Private toll operator in VA hands failing road to creditor

Link to article here.

Toll road giant tasked with major VA projects hands one off to creditors
By Kathryn Watson
Watchdog.org
June 14, 2013

ALEXANDRIA—Something really is waiting ‘just around the river bend’ for the Pocahontas Parkway [2] in the Richmond region — creditors.

European banks are taking over the financially foundering enterprise owned by the state but operated and tolled by Australian-based toll road giant Transurban, which isn’t generating enough toll revenue to cover the multi-million-dollar project’s debt bills.  The Virginia Department of Transportation will have to seek out a new operator for the road that connects Henrico and Chesterfield counties over the James River.

But Transurban’s departure from the Pocahontas Parkway doesn’t mean it’s bailing out of the state. Transurban is tasked with operating a handful of Virginia’s other major public-private partnerships, including the 495 Express Lanes and I-95 Express Lanes in Northern Virginia.
“Pocahontas 895 is not generating enough revenue to cover its debt payments,” Pierce Coffee, marketing director for Transurban’s North American operations, told the Richmond-Times Dispatch, which first reported in the story [3].
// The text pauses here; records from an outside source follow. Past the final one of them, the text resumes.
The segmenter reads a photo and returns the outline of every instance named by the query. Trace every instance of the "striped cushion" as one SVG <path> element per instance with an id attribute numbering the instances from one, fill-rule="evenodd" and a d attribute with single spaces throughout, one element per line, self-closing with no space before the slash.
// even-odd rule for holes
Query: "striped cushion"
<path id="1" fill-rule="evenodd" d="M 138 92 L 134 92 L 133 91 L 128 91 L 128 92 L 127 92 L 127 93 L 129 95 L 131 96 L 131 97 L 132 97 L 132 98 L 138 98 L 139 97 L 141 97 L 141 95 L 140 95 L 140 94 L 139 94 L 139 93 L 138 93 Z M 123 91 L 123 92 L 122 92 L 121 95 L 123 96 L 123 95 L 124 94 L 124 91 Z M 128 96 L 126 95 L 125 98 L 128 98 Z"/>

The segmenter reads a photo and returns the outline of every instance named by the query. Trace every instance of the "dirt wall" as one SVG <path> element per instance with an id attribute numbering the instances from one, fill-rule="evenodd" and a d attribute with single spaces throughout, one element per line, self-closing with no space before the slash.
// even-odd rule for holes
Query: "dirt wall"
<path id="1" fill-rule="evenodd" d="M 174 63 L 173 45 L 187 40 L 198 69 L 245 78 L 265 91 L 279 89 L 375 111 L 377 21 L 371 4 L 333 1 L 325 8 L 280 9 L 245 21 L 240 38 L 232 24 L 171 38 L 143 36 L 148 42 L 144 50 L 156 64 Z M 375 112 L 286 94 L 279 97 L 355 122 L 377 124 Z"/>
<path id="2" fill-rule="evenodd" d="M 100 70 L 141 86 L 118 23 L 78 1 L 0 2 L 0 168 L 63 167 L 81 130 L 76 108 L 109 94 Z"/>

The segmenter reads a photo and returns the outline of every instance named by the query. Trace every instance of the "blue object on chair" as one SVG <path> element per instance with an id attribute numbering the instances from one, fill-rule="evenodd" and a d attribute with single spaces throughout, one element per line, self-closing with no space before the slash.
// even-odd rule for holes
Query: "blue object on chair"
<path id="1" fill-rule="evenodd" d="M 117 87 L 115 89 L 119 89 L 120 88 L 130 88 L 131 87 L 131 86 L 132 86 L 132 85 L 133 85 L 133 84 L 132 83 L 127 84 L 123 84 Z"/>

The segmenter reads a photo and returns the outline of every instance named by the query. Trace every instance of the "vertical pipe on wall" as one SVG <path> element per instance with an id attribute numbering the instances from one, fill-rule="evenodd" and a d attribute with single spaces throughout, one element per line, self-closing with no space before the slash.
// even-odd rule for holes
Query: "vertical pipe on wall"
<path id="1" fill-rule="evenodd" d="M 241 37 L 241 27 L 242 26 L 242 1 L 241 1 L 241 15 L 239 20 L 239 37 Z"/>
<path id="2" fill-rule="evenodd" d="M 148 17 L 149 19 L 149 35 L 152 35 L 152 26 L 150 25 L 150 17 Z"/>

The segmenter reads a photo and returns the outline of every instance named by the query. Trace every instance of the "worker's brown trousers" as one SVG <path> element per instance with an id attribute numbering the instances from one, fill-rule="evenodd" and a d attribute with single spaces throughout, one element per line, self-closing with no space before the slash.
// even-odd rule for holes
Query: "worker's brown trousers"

Transurban, which took over the project in 2006, had a 99-year operating agreement with the state to run the parkway. The project was the very first to be built under Virginia’s 1995 Public Private Transportation Act, which directs the building and operating of joint transportation ventures between the public and private sectors. The 8.8-mile roadway opened to the public in 2002.

Transurban has assured the public that taxpayers won’t be on the hook for the loss, and toll prices will continue as before — $3.25 each way for a two-axle vehicle during peak commuting hours, $3 during non-peak weekday hours, and $2.75 on weekends.

But this newest development, which comes on the heels of a controversial court case questioning the constitutionality of a tolling project in the Hampton Roads area [4], casts further uncertainty on the future of the public-private partnerships touted by Virginia leaders [5] as the most cost-efficient way to run major roadways.